In its statement on Thursday, the Florida Health Department said doctors could order the vaccines if needed. But Ms. Jean-Pierre said the state’s failure to submit a preorder meant that pediatricians in Florida “will not have immediate ready access to vaccines.”
Michael Ganio, the senior director of pharmacy practice and quality at the American Society of Health-System Pharmacists, said that if the state does not order doses, then providers in Florida will not be able to get them through state channels. Some can order them directly from the federal government.

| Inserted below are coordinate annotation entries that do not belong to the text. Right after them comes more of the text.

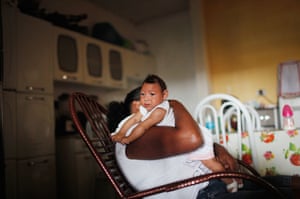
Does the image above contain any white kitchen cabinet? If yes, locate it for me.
[17,155,56,199]
[3,12,53,93]
[104,44,126,88]
[50,26,86,83]
[124,50,156,81]
[83,36,109,87]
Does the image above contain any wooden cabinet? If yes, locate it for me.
[2,91,17,159]
[56,136,96,199]
[15,93,55,158]
[5,159,17,199]
[17,155,56,199]
[56,135,115,199]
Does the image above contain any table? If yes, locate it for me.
[218,129,300,176]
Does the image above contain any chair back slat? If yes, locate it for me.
[70,93,134,198]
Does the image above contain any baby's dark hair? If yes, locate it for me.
[107,87,141,132]
[142,74,167,91]
[124,86,141,116]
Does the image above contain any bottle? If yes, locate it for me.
[282,104,295,130]
[205,114,215,133]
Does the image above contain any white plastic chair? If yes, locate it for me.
[224,104,261,131]
[194,93,260,168]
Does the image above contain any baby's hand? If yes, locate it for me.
[120,137,130,144]
[111,133,123,142]
[226,179,238,193]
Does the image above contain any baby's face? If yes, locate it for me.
[140,83,168,111]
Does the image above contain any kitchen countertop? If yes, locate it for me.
[217,129,300,176]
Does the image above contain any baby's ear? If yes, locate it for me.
[163,89,169,100]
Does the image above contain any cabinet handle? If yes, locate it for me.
[61,75,77,80]
[27,159,49,167]
[84,156,91,160]
[26,86,45,91]
[26,96,45,101]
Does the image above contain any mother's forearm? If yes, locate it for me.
[126,126,202,160]
[126,101,203,159]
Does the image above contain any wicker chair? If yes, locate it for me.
[69,92,284,199]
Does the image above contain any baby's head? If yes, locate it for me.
[140,74,168,111]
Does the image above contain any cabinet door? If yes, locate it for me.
[124,51,156,81]
[104,44,126,89]
[17,156,56,199]
[5,160,17,199]
[17,93,55,158]
[51,27,86,83]
[12,14,53,93]
[2,91,17,159]
[1,1,17,88]
[84,37,108,86]
[75,153,96,199]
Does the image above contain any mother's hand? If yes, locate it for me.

Pharmacies enrolled in a federal program have been able to do that, as have federally supported community health clinics. Biden administration officials were looking into ways to distribute doses to other providers in Florida if the state continued to resist ordering on its own, according to administration officials who were not authorized to discuss the planning publicly. A spokesman for CVS Health, one of the largest drugstore chains in the country, said on Thursday that the company would order doses for its stores from the federal government.
Families will be able to consult pharmacy websites to check on inventory, as well as vaccines.gov, a federal site that tracks availability. As doses are shipped and make their way to pharmacies and other sites, the federal site will gradually update to show where they are, one official said.
The Florida Health Department is led by the state surgeon general, Dr. Joseph A. Ladapo, who was appointed by Gov. Ron DeSantis, a Republican, in September 2021. Dr. Ladapo has frequently expressed skepticism about coronavirus vaccines, has strongly opposed mask mandates and lockdowns, and has made a number of false or misleading claims about the coronavirus, including that face masks do not stop its spread and that the infections it causes are less deadly than those from influenza.
The department said in its statement that it chose not to participate in distributing pediatric vaccine doses because it does not think that healthy children should receive the shots. That stance, which the department has taken since March, contradicts the guidance of the C.D.C., which has urged parents to get their eligible children vaccinated regardless of whether they are healthy or have medical conditions that make them especially vulnerable. Children 5 and older are already eligible.
Mr. DeSantis said at a news conference Thursday that there would not be any state-led programs in Florida to vaccinate young children, and that while parents were free to choose, the state recommended against vaccinating them.